I would suggest you use the Sullins CM11 Rom dated April 5th.

NT


----------



## roskillz3915 (Aug 6, 2014)

Here is a better version with certain parts in the description.

I'll try both ROMs you said to use. (Hopefully it works)

EDIT:Youtube messed up the qualtiy (Idk why it does that)


----------



## roskillz3915 (Aug 6, 2014)

This error is still happening even with the April 5th ROM you suggested with wi-fi and bluetooth off. Its like my TP is allergic to android as on webos i could play videos for as long as i like.

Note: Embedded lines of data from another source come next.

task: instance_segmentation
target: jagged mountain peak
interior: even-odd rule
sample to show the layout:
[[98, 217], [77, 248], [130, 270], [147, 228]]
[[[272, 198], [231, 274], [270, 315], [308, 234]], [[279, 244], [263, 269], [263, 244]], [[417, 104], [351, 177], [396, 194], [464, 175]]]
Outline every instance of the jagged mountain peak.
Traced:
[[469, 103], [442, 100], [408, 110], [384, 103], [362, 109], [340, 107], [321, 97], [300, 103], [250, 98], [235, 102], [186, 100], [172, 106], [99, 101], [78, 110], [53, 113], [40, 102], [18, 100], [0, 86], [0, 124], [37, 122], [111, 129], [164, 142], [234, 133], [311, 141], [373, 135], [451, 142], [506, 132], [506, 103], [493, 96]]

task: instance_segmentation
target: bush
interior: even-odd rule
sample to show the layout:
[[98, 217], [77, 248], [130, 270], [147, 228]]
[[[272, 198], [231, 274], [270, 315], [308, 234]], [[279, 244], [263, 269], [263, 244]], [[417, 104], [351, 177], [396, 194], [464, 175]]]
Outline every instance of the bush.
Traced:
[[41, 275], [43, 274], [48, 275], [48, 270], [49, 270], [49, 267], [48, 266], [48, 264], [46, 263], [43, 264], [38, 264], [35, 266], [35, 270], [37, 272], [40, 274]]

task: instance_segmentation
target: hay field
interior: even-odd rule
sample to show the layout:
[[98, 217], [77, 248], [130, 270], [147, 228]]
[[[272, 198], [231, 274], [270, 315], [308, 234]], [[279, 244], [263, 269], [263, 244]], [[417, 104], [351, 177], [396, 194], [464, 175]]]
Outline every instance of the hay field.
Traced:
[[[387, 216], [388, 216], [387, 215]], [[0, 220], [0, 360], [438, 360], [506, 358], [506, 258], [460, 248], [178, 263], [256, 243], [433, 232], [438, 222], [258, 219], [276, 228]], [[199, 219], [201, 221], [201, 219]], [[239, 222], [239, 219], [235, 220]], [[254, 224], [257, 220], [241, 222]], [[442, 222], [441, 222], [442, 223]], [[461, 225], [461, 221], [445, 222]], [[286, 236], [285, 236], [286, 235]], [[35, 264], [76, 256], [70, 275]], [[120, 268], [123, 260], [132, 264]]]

I'm still confused as why i'm the only one experiencing this.


----------



## nevertells (Oct 29, 2011)

You have to remember that you are installing software that is considered experimental. From the best I can determine, you have installed everything correctly. Why your particular tablet seems to have a problem with Android is most likely going to remain a mystery. I have seen other issues that only certain folks TouchPads had a problem with while everyone else was humming along just fine. You said that you have had this problem going all the way back to CM9. I have had my TouchPad for three years with CM7, 9, all the 10's and 11 installed and have never had video freezing issues other than what could be blamed on slow connections with my ISP. Unless someone else has an idea, I am out of them. Sorry. :lame:

NT


----------